21. Tritonidea (s. str.) colensoi, n. sp. Plate XXX, fig. 6.
Shell small, ovate, solid, distinctly broadly spirally lirate, and more or less distinctly axially costate on the spire-whorls. Sculpture consisting of broad and flattish spiral liræ, 3 on the penultimate, 9 to 10 on the body whorl, the interstices narrow, linear; they are crossed on the spire-whorls by flatly rounded axial ribs, about 12 on a whorl, which usually cut up the spirals into squarish nodules. Colour white, the spiral grooves purplish-brown, a few longitudinal narrow light-brown bands passing over the body-whorl and across the interstices of the axial ribs; aperture purple within, outer lip and columella white. Spire short, conic, about the same height as the aperture; outlines faintly convex. Protoconch very small, convex, of 1 ½ smooth whorls. Whorls 5, the last high, flattish; base lightly contracted. Suture not deep, uneven. Aperture somewhat oblique, narrowly channelled above, produced below into a short oblique and narrowly open canal, its base notched. Outer lip very thick, with a blunt edge and a broad varix on the outside; inside callous, denticulate-lirate. Columella vertical, lightly concave, with several ridges at its base; inner lip narrow, not distinctly bounded, extending over the concave parietal wall, which has one or two tubercular plaits above; at the base the lip is narrowed towards the canal. Operculum unknown.

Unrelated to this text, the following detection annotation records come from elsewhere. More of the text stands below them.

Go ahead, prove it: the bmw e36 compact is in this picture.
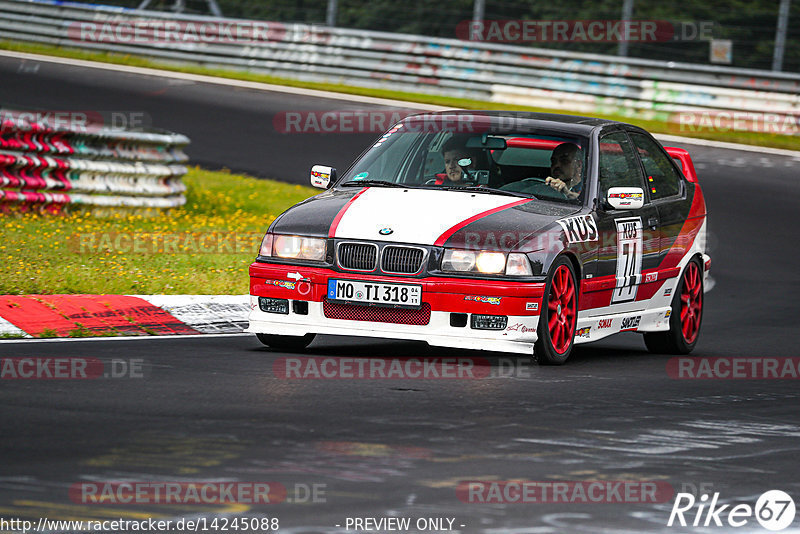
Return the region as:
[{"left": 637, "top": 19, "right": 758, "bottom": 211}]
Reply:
[{"left": 248, "top": 111, "right": 711, "bottom": 364}]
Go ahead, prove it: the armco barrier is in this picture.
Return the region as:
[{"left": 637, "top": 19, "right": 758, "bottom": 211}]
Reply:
[
  {"left": 0, "top": 0, "right": 800, "bottom": 133},
  {"left": 0, "top": 108, "right": 189, "bottom": 211}
]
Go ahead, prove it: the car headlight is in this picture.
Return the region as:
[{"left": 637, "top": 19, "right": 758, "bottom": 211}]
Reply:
[
  {"left": 442, "top": 248, "right": 533, "bottom": 276},
  {"left": 259, "top": 234, "right": 327, "bottom": 261}
]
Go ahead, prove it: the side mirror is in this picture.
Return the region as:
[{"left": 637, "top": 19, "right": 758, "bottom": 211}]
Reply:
[
  {"left": 311, "top": 165, "right": 336, "bottom": 189},
  {"left": 606, "top": 187, "right": 644, "bottom": 210}
]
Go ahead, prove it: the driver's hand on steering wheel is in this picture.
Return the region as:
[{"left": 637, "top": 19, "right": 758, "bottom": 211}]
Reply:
[{"left": 544, "top": 176, "right": 567, "bottom": 193}]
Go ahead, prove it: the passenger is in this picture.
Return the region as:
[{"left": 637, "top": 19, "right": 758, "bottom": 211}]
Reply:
[{"left": 544, "top": 143, "right": 583, "bottom": 199}]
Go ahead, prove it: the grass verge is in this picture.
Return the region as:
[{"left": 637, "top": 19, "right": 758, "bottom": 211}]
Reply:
[
  {"left": 0, "top": 41, "right": 800, "bottom": 150},
  {"left": 0, "top": 168, "right": 319, "bottom": 296}
]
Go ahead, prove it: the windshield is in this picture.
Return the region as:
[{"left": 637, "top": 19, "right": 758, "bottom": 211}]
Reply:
[{"left": 337, "top": 118, "right": 588, "bottom": 204}]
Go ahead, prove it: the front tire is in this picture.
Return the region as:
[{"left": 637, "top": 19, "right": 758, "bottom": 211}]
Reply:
[
  {"left": 644, "top": 258, "right": 703, "bottom": 354},
  {"left": 534, "top": 257, "right": 578, "bottom": 365},
  {"left": 256, "top": 334, "right": 317, "bottom": 350}
]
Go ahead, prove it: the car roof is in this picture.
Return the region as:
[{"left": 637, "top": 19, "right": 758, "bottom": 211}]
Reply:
[{"left": 406, "top": 110, "right": 624, "bottom": 136}]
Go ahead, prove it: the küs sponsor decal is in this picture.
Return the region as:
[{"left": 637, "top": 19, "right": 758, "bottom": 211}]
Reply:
[{"left": 558, "top": 214, "right": 600, "bottom": 243}]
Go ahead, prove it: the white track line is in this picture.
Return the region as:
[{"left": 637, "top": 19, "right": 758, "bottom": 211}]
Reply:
[
  {"left": 0, "top": 50, "right": 800, "bottom": 158},
  {"left": 0, "top": 332, "right": 255, "bottom": 345}
]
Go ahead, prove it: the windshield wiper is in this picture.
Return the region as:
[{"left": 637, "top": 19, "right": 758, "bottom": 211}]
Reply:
[
  {"left": 437, "top": 185, "right": 538, "bottom": 200},
  {"left": 339, "top": 180, "right": 408, "bottom": 188}
]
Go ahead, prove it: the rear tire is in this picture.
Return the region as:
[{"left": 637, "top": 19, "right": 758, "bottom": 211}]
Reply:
[
  {"left": 534, "top": 256, "right": 578, "bottom": 365},
  {"left": 644, "top": 258, "right": 703, "bottom": 354},
  {"left": 256, "top": 334, "right": 317, "bottom": 350}
]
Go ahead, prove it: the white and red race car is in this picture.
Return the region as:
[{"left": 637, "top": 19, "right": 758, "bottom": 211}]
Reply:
[{"left": 248, "top": 112, "right": 710, "bottom": 364}]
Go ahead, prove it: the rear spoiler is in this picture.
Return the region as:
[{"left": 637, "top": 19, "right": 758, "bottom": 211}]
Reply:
[{"left": 664, "top": 146, "right": 697, "bottom": 183}]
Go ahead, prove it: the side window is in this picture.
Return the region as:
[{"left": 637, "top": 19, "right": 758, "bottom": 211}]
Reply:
[
  {"left": 599, "top": 132, "right": 643, "bottom": 198},
  {"left": 630, "top": 133, "right": 681, "bottom": 200}
]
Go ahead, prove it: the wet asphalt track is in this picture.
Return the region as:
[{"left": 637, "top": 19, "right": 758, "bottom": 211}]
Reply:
[{"left": 0, "top": 53, "right": 800, "bottom": 534}]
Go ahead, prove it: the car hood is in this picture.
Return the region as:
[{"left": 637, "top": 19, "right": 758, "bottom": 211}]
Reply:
[{"left": 270, "top": 187, "right": 577, "bottom": 250}]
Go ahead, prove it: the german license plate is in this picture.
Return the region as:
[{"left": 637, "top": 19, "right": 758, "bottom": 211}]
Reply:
[{"left": 328, "top": 279, "right": 422, "bottom": 307}]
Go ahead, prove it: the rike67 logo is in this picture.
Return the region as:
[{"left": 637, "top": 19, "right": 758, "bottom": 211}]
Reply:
[{"left": 667, "top": 490, "right": 795, "bottom": 531}]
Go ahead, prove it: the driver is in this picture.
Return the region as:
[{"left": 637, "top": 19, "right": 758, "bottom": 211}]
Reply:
[
  {"left": 544, "top": 143, "right": 583, "bottom": 199},
  {"left": 434, "top": 137, "right": 478, "bottom": 185}
]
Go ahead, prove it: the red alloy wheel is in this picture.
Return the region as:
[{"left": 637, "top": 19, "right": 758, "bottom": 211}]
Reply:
[
  {"left": 547, "top": 265, "right": 576, "bottom": 354},
  {"left": 681, "top": 262, "right": 703, "bottom": 343}
]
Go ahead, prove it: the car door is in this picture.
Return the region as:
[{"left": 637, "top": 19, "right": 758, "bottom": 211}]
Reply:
[
  {"left": 582, "top": 130, "right": 659, "bottom": 315},
  {"left": 629, "top": 131, "right": 691, "bottom": 276}
]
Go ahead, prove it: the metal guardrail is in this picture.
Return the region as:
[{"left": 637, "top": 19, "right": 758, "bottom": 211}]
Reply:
[
  {"left": 0, "top": 0, "right": 800, "bottom": 134},
  {"left": 0, "top": 108, "right": 189, "bottom": 211}
]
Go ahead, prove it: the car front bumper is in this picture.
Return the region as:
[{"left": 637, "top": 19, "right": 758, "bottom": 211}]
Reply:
[{"left": 246, "top": 263, "right": 545, "bottom": 354}]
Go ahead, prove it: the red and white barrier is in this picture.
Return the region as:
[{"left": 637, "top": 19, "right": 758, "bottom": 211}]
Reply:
[
  {"left": 0, "top": 109, "right": 189, "bottom": 210},
  {"left": 0, "top": 295, "right": 250, "bottom": 337}
]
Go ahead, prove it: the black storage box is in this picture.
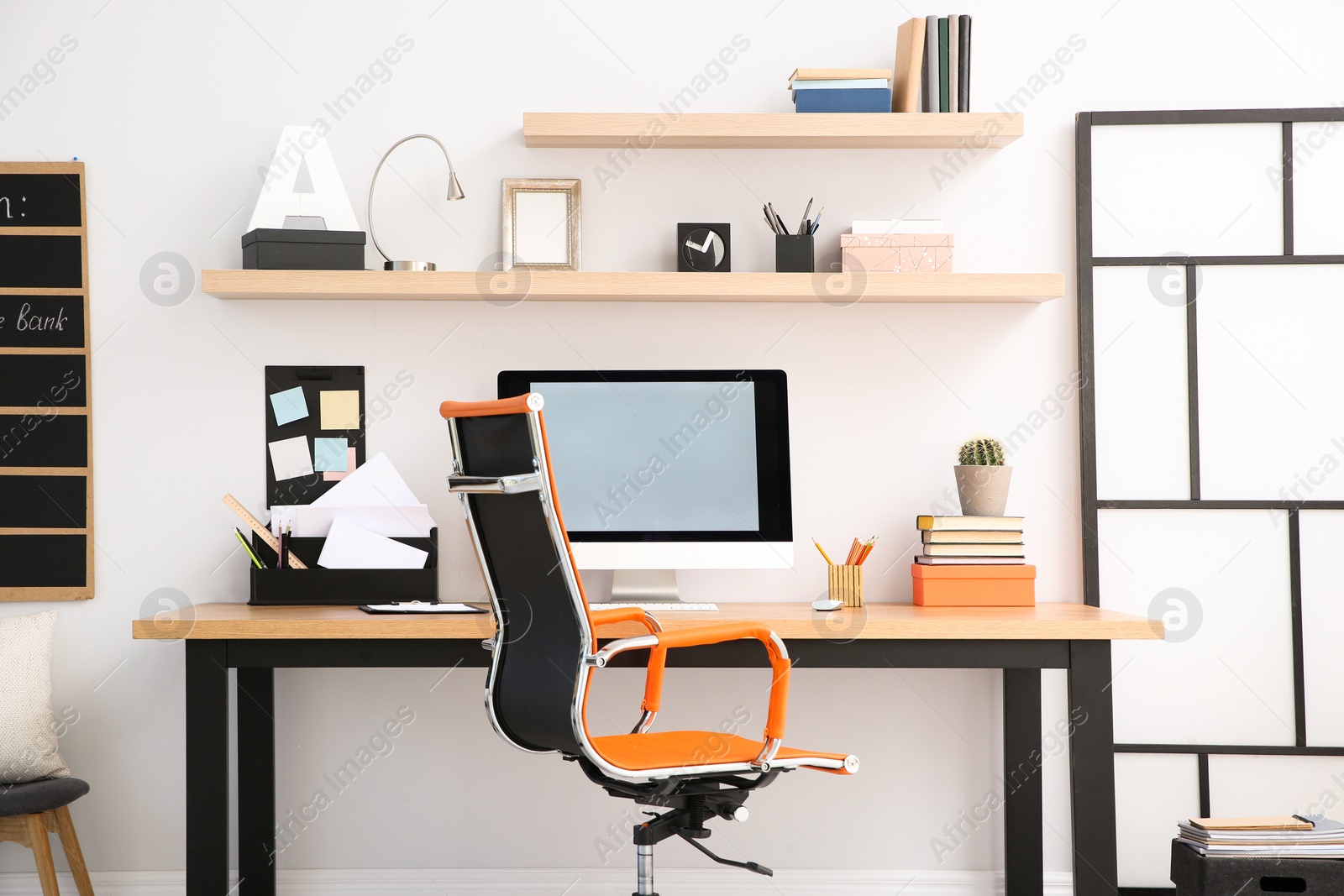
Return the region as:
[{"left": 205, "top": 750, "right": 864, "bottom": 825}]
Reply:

Diameter, 10 mm.; height, 18 mm.
Type in the Dominion Museum, Wellington.
Hab.—East Cape Lighthouse.

Remarks.—This shell was first shown to me by Mr. Howard Hill, of Napier, who told me that the examples in his possession were collected by the late Rev. W. Colenso, the exact locality being unknown. It may well be that the species ranges from the East Cape down to Hawke's Bay.